Reviewer #2: This manuscript presents the results of a randomised placebo-controlled trial assessing the effect of oral resveratrol in patients with knee osteoarthritis. My comments relate to the statistical aspects of this manuscript. For the most part, the statistical analysis presented in the manuscript reflects that planned in the SAP, however I have a few questions and comments about the analysis and the presentation of results.

1. What is meant by "first cause of disability"? Is this the most common cause of disability in this group?

2. The "French paradox" is mentioned: the observation of low rates of death from coronary heart disease despite high intakes of cholesterol and saturated fat. Such a paradox, like the "obesity paradox", is likely to be, at least partially, a result of collider stratification bias. See, for example PMID: 37286200; PMID: 24270963. If this paradox is mentioned, that there is a likely selection bias explanation of this paradox must also be mentioned.

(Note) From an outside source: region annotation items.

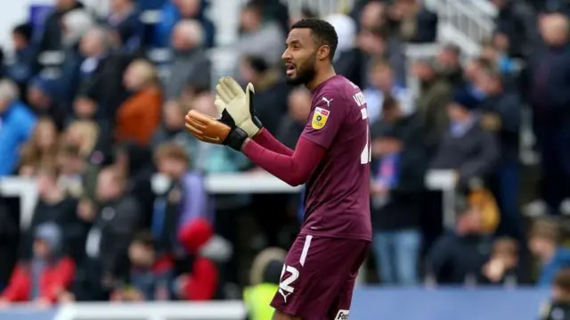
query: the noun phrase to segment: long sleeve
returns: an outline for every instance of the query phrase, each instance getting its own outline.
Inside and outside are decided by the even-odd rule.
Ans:
[[[24,267],[17,265],[12,272],[8,286],[0,298],[10,302],[20,302],[26,301],[28,295],[29,295],[29,276]]]
[[[198,174],[184,176],[184,206],[180,215],[179,230],[185,224],[199,217],[208,215],[208,195],[204,189],[204,180]],[[207,217],[209,220],[209,217]]]
[[[292,155],[265,149],[254,140],[249,140],[243,148],[243,152],[251,161],[293,186],[307,181],[326,151],[324,147],[303,136]]]
[[[216,294],[218,274],[216,265],[206,258],[198,258],[188,276],[185,298],[188,300],[210,300]]]
[[[57,301],[57,296],[60,292],[66,291],[71,285],[75,278],[75,264],[70,258],[64,258],[57,266],[57,277],[53,279],[49,286],[45,288],[45,291],[42,292],[42,296],[52,302]]]
[[[292,156],[294,151],[288,148],[275,138],[269,131],[261,129],[261,132],[256,135],[253,140],[259,144],[262,147],[269,149],[273,152]]]

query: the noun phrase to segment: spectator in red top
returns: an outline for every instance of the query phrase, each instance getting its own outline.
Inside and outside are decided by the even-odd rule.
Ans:
[[[191,271],[178,277],[175,293],[181,299],[210,300],[218,285],[218,270],[213,255],[223,250],[216,245],[212,225],[203,217],[197,217],[183,226],[178,240],[191,257]],[[216,247],[216,248],[215,248]]]
[[[61,256],[61,231],[55,224],[37,227],[30,261],[19,263],[8,287],[2,292],[1,304],[34,301],[49,306],[69,287],[75,275],[75,264]]]

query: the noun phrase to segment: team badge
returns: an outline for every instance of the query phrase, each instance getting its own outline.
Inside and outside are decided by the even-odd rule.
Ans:
[[[328,110],[324,110],[319,107],[314,108],[311,127],[313,127],[313,128],[315,130],[322,129],[324,127],[324,125],[327,123],[327,119],[329,119],[330,114],[330,111]]]

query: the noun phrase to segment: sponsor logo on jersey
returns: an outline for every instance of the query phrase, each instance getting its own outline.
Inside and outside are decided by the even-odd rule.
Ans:
[[[327,124],[329,115],[330,115],[330,111],[319,107],[314,108],[314,113],[313,113],[313,121],[311,121],[311,126],[313,127],[313,128],[315,130],[319,130],[324,127],[324,125]]]
[[[335,320],[348,320],[348,310],[339,309]]]

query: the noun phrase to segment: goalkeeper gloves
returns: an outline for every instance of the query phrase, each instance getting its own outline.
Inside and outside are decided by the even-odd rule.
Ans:
[[[186,129],[200,141],[225,144],[239,152],[248,138],[248,134],[240,128],[195,110],[190,111],[186,115]]]
[[[254,137],[263,127],[256,117],[252,98],[255,94],[253,85],[248,83],[245,92],[231,77],[221,78],[216,86],[216,108],[222,115],[221,121],[230,127],[235,125],[245,131],[248,137]]]

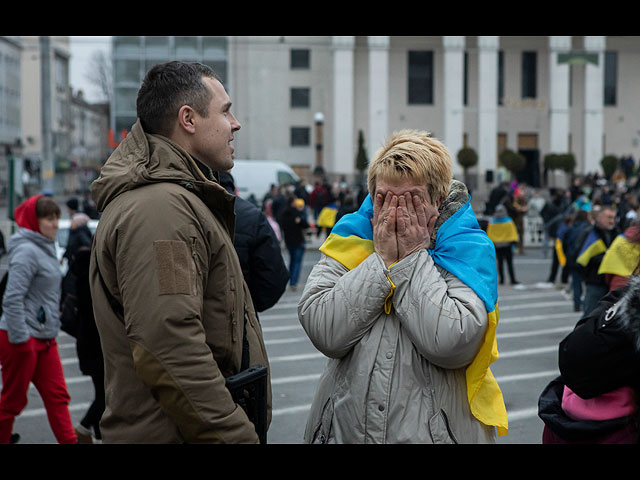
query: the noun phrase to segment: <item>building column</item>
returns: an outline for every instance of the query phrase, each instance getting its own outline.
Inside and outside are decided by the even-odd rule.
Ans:
[[[549,37],[549,153],[569,153],[569,63],[558,63],[558,54],[571,51],[571,37]],[[553,170],[553,176],[564,172]],[[549,179],[550,185],[558,185]]]
[[[478,37],[478,194],[486,196],[498,158],[498,44],[500,37]]]
[[[463,145],[464,37],[442,37],[444,47],[444,144],[453,162],[453,174],[460,177],[458,151]]]
[[[369,161],[391,132],[389,129],[389,37],[367,37],[369,47]]]
[[[597,64],[585,64],[584,86],[584,168],[583,173],[602,172],[604,132],[604,49],[606,37],[584,37],[584,50],[597,55]]]
[[[355,37],[333,37],[333,155],[325,159],[326,170],[355,171],[353,48]]]

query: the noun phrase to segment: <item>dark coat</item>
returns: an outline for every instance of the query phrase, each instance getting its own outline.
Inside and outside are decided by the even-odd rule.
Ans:
[[[611,420],[573,420],[562,410],[562,392],[569,387],[590,399],[624,386],[640,392],[640,277],[613,290],[580,319],[560,343],[561,376],[539,399],[545,443],[629,443],[638,440],[638,412]]]
[[[76,331],[76,350],[80,371],[84,375],[99,376],[104,370],[100,335],[93,317],[91,289],[89,284],[89,262],[91,247],[80,247],[69,269],[75,276],[75,288],[78,307],[78,329]]]
[[[309,228],[304,211],[289,205],[280,216],[280,227],[287,247],[301,247],[305,243],[304,231]],[[296,219],[299,219],[296,221]]]
[[[231,175],[220,172],[219,177],[225,190],[233,193],[235,187]],[[280,243],[265,214],[241,197],[236,197],[234,210],[233,246],[256,312],[262,312],[274,306],[285,292],[289,271]]]

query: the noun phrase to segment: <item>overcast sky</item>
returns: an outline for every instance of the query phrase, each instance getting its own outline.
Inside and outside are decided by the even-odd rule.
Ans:
[[[100,91],[86,78],[89,60],[96,50],[111,54],[111,37],[71,37],[69,83],[74,92],[82,90],[88,102],[102,100]]]

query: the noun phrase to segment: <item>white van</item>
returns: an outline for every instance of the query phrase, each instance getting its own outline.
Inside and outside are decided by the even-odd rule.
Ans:
[[[258,205],[271,185],[295,185],[300,181],[296,172],[284,162],[272,160],[234,160],[231,176],[238,196],[249,200],[254,196]]]

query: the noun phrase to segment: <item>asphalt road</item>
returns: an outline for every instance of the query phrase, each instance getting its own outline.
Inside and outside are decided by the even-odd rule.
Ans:
[[[302,278],[307,277],[318,258],[316,249],[307,250]],[[558,374],[558,344],[579,318],[561,289],[536,285],[546,279],[550,263],[542,257],[540,249],[516,255],[516,275],[524,288],[499,287],[500,358],[492,371],[505,397],[509,434],[500,437],[498,443],[541,443],[543,425],[537,416],[538,396]],[[276,306],[260,315],[272,368],[273,420],[269,430],[272,444],[302,443],[316,382],[326,363],[298,322],[300,293],[287,291]],[[77,423],[93,398],[92,384],[78,369],[74,339],[61,333],[58,341],[72,398],[71,416]],[[14,432],[20,433],[21,443],[55,443],[34,388],[29,391],[27,408],[16,419]]]

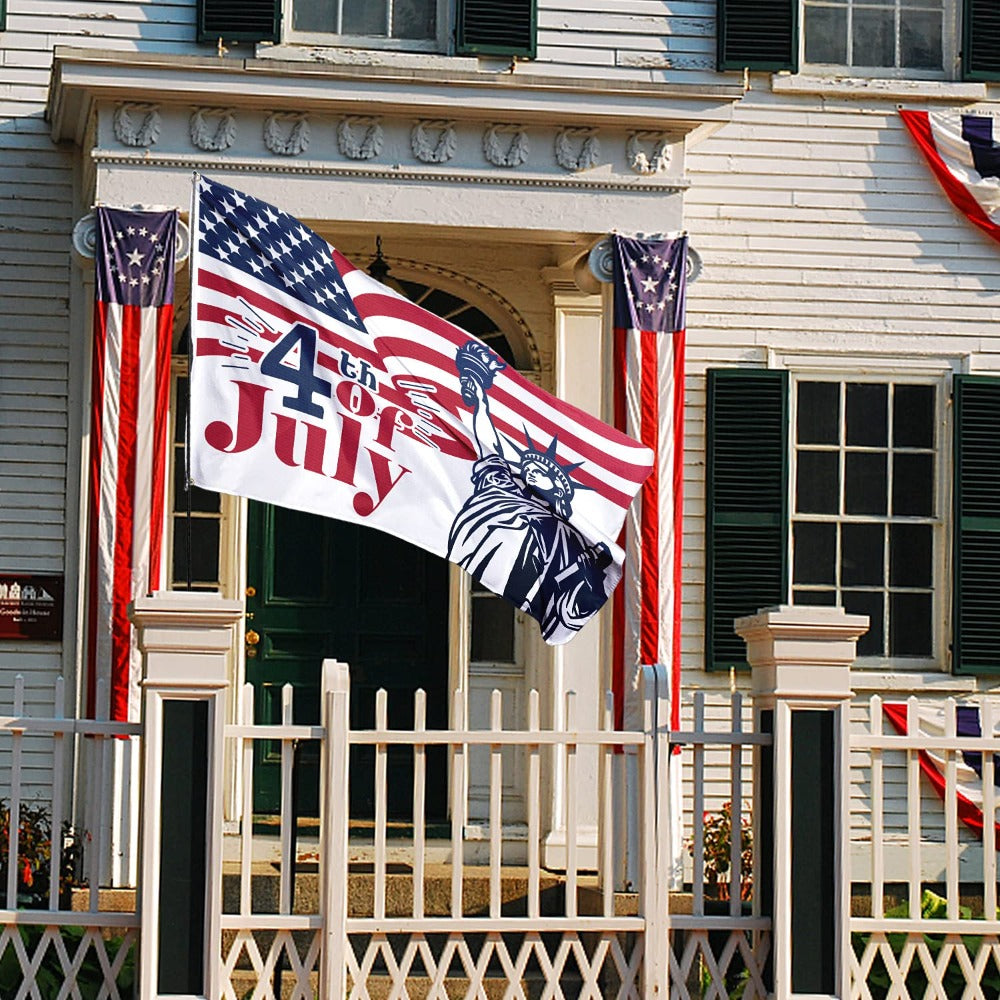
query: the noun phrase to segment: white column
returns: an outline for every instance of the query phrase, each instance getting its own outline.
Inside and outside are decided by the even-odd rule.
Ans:
[[[781,606],[735,623],[752,671],[754,909],[773,927],[775,1000],[848,996],[851,664],[864,615]]]
[[[215,594],[163,592],[132,608],[144,677],[139,996],[150,1000],[177,994],[214,1000],[222,992],[226,657],[233,625],[242,618],[241,601]],[[187,769],[179,766],[185,757],[191,758]],[[188,789],[197,792],[187,796]],[[178,829],[178,817],[163,815],[164,797],[178,791],[181,802],[191,805],[187,831]],[[180,856],[188,846],[185,870]],[[161,867],[165,848],[170,859]],[[198,870],[203,870],[201,884],[191,874]],[[174,912],[176,900],[185,897],[188,913]],[[200,934],[191,929],[197,920],[188,916],[199,912]],[[161,961],[165,942],[168,958]]]
[[[553,283],[555,308],[555,391],[560,399],[601,417],[603,407],[604,329],[600,295],[580,292],[571,279]],[[601,668],[605,630],[610,630],[610,604],[596,621],[554,652],[551,706],[553,724],[565,725],[566,695],[576,692],[577,724],[597,729],[600,724],[604,687]],[[581,749],[576,773],[576,844],[582,868],[597,867],[597,802],[587,789],[598,787],[597,754]],[[548,868],[566,867],[566,776],[557,765],[552,788],[552,829],[545,839],[542,863]]]

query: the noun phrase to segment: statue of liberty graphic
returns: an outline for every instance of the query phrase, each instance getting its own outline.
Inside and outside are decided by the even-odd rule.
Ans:
[[[488,347],[464,344],[455,367],[479,460],[472,495],[451,526],[448,558],[537,619],[544,639],[565,642],[613,587],[605,574],[613,562],[608,546],[589,544],[570,523],[573,495],[586,488],[570,478],[581,463],[559,463],[558,436],[544,451],[527,432],[524,449],[501,437],[487,393],[506,365]]]

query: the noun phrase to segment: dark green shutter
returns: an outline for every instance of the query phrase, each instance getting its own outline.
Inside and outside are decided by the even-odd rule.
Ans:
[[[962,76],[966,80],[1000,80],[1000,4],[997,0],[965,0]]]
[[[1000,378],[954,390],[952,669],[1000,673]]]
[[[198,0],[198,41],[280,41],[281,0]]]
[[[535,0],[459,0],[456,49],[460,54],[535,58]]]
[[[799,0],[718,0],[719,69],[799,68]]]
[[[746,666],[733,619],[785,599],[788,374],[708,373],[705,668]]]

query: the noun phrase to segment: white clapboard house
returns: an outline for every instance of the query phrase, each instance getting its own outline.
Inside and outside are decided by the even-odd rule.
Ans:
[[[1000,244],[944,196],[900,107],[1000,110],[995,5],[0,0],[0,586],[62,601],[32,632],[0,598],[0,715],[86,714],[91,210],[176,206],[186,223],[194,171],[280,206],[359,266],[378,259],[404,294],[604,417],[610,286],[592,250],[611,232],[686,231],[682,728],[730,726],[730,690],[749,688],[733,620],[781,604],[868,617],[849,678],[858,729],[873,695],[988,704],[1000,686]],[[553,649],[456,567],[385,535],[185,488],[188,288],[182,260],[159,414],[173,442],[162,558],[170,589],[239,602],[226,722],[319,726],[332,658],[350,665],[352,728],[412,727],[422,689],[431,729],[461,728],[457,713],[471,729],[598,730],[609,614]],[[249,814],[262,838],[277,829],[279,743],[250,757],[227,744],[232,838]],[[4,744],[0,797],[13,783],[49,802],[55,787],[62,815],[82,817],[88,795],[113,789],[97,880],[135,885],[137,741],[114,741],[102,764],[88,763],[91,744]],[[703,772],[686,765],[685,837],[700,826],[692,802],[717,812],[733,798],[729,751],[726,768],[709,757]],[[546,771],[538,813],[530,754],[505,756],[491,823],[499,772],[473,747],[467,858],[528,864],[537,844],[545,870],[598,868],[598,758]],[[380,809],[390,829],[408,815],[411,772],[393,777],[393,760],[380,805],[385,761],[353,753],[352,840]],[[455,817],[450,760],[430,753],[422,782],[441,829]],[[926,849],[916,867],[887,850],[876,874],[941,882],[945,855],[971,841],[929,786],[913,799],[913,768],[887,775],[887,815],[903,829],[916,810]],[[296,808],[314,817],[308,745],[297,770]],[[749,754],[736,770],[749,801]],[[851,786],[858,843],[883,836],[870,793],[868,777]]]

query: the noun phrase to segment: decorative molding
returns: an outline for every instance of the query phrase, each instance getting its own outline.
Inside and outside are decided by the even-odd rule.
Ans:
[[[440,184],[483,184],[488,187],[555,188],[579,191],[645,191],[663,195],[686,191],[690,182],[685,178],[659,181],[656,178],[629,179],[622,176],[582,177],[579,174],[501,174],[495,170],[428,170],[417,167],[355,166],[346,163],[329,163],[306,160],[301,163],[266,160],[263,157],[246,157],[228,160],[221,157],[200,156],[195,153],[143,153],[114,152],[95,149],[91,162],[98,166],[150,166],[177,167],[184,170],[224,169],[231,173],[288,174],[289,176],[316,177],[367,177],[381,180],[414,180]]]
[[[211,128],[209,120],[215,120]],[[189,125],[191,142],[207,153],[229,149],[236,139],[236,115],[232,108],[195,108]]]
[[[358,138],[355,126],[365,129],[363,139]],[[382,125],[377,118],[350,116],[337,126],[337,145],[350,160],[373,160],[382,152],[383,139]]]
[[[438,133],[432,142],[428,129]],[[447,163],[455,155],[455,123],[421,119],[410,129],[410,148],[421,163]]]
[[[469,305],[475,306],[475,301],[466,297],[468,289],[474,288],[480,295],[490,299],[503,313],[511,320],[511,322],[517,327],[517,332],[522,337],[524,344],[527,348],[529,357],[531,358],[531,372],[537,373],[541,371],[541,356],[538,352],[538,344],[535,343],[534,335],[531,332],[531,327],[522,318],[520,312],[511,304],[511,302],[504,298],[498,291],[490,288],[489,285],[484,285],[481,281],[477,281],[475,278],[467,274],[462,274],[459,271],[453,271],[451,268],[442,267],[440,264],[427,264],[424,261],[419,260],[407,260],[405,258],[392,258],[393,272],[396,271],[412,271],[417,274],[428,274],[437,275],[447,279],[450,282],[454,282],[456,286],[463,288],[462,298]],[[447,289],[445,289],[447,291]],[[478,308],[478,306],[477,306]],[[498,329],[503,331],[502,327]],[[525,372],[522,369],[517,369],[522,375]]]
[[[150,209],[149,205],[131,205],[137,212]],[[153,209],[155,210],[155,209]],[[177,220],[177,240],[174,252],[174,270],[179,271],[191,252],[191,230],[181,219]],[[93,210],[79,218],[73,226],[73,253],[81,267],[93,267],[97,253],[97,213]]]
[[[143,116],[136,125],[132,114]],[[151,146],[160,137],[160,108],[156,104],[119,104],[115,108],[115,138],[123,146]]]
[[[653,140],[652,155],[646,155],[646,144]],[[633,132],[625,144],[628,165],[637,173],[648,177],[650,174],[665,173],[670,166],[670,137],[662,132]]]
[[[582,139],[579,153],[573,152],[572,139]],[[597,129],[563,128],[556,133],[556,163],[563,170],[577,173],[596,166],[601,156],[601,141],[597,138]]]
[[[502,135],[513,136],[506,150]],[[520,125],[491,125],[483,133],[483,154],[495,167],[519,167],[528,158],[528,134]]]
[[[287,137],[282,125],[289,124]],[[309,148],[309,118],[301,112],[275,111],[264,122],[264,145],[278,156],[299,156]]]

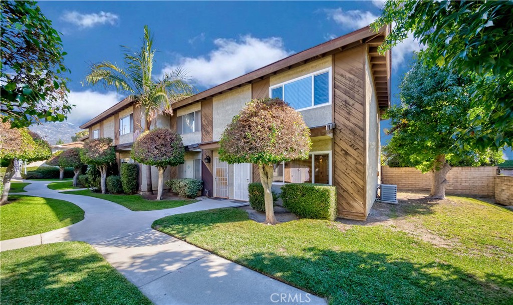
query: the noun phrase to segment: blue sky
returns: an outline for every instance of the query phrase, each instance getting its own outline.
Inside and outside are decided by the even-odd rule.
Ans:
[[[39,3],[63,33],[72,71],[68,121],[85,123],[122,98],[112,89],[83,86],[89,65],[122,64],[121,45],[141,44],[149,26],[157,54],[154,74],[181,65],[203,90],[368,25],[382,2],[66,2]],[[392,50],[392,101],[407,70],[411,39]],[[386,128],[386,124],[383,124]]]

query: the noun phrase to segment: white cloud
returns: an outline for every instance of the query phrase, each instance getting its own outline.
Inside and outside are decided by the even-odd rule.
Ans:
[[[285,49],[282,38],[276,37],[260,39],[248,35],[238,40],[220,38],[214,44],[216,48],[206,56],[180,57],[176,62],[167,65],[162,74],[181,66],[199,85],[212,87],[291,54]]]
[[[68,94],[68,101],[75,105],[68,115],[67,121],[81,125],[98,115],[123,99],[116,92],[102,93],[91,90],[73,91]]]
[[[78,26],[82,28],[92,28],[99,25],[116,24],[119,16],[109,12],[83,14],[76,11],[65,12],[61,18],[66,22]]]

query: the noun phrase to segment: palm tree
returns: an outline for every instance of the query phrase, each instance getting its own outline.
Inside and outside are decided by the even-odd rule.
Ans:
[[[150,29],[148,26],[144,26],[143,45],[140,51],[132,52],[130,48],[122,46],[125,50],[125,67],[104,60],[91,65],[86,76],[87,84],[101,85],[106,88],[113,87],[118,92],[126,94],[127,98],[144,107],[145,131],[150,130],[159,115],[173,115],[171,104],[195,91],[190,77],[180,68],[164,74],[162,79],[153,78],[151,73],[156,51],[153,44]],[[153,194],[151,168],[149,166],[145,167],[147,190]]]

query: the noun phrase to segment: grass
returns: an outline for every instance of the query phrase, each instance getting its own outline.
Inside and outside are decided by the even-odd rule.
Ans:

3. When the Hussain et al paper is mentioned in the Introduction, the changes within each randomised group are mentioned. It would be more appropriate to describe the change between groups that Hussain et al found when describing this paper, since change within groups is not what randomised trials are designed to detect.

4. The conditional longitudinal data analysis model applied by the authors has been the subject of criticism in the statistical literature - as pointed out in PMID: 20527014. A key criticism holds for the analysis presented here if restricted maximum likelihood (REML) has not been applied: if REML was applied, please state this. If not, please revise your analysis with REML applied.

5. When differences in mean change from baseline were calculated given the results of the cLDA model, were these derived as linear combinations of the estimated parameters from the cLDA model? Please provide a bit more detail in the analysis section.

6. In the SAP it was mentioned that GEE-based analyses were applied for binary outcomes, but this is not mentioned in the main paper. Please clarify if the planned GEE approach was used and specify what working correlation matrix was assumed. If the planned GEE approach cannot be applied please explain why.

7. Instead of stating that there was no difference between the resveratrol and placebo groups, it is more appropriate to say that the estimated differences between groups were small with wide confidence intervals. A difference between groups was observed - it was just not clinically meaningful was not estimated with a high degree of precision.

8. Were patients expected to take all supplied caplets?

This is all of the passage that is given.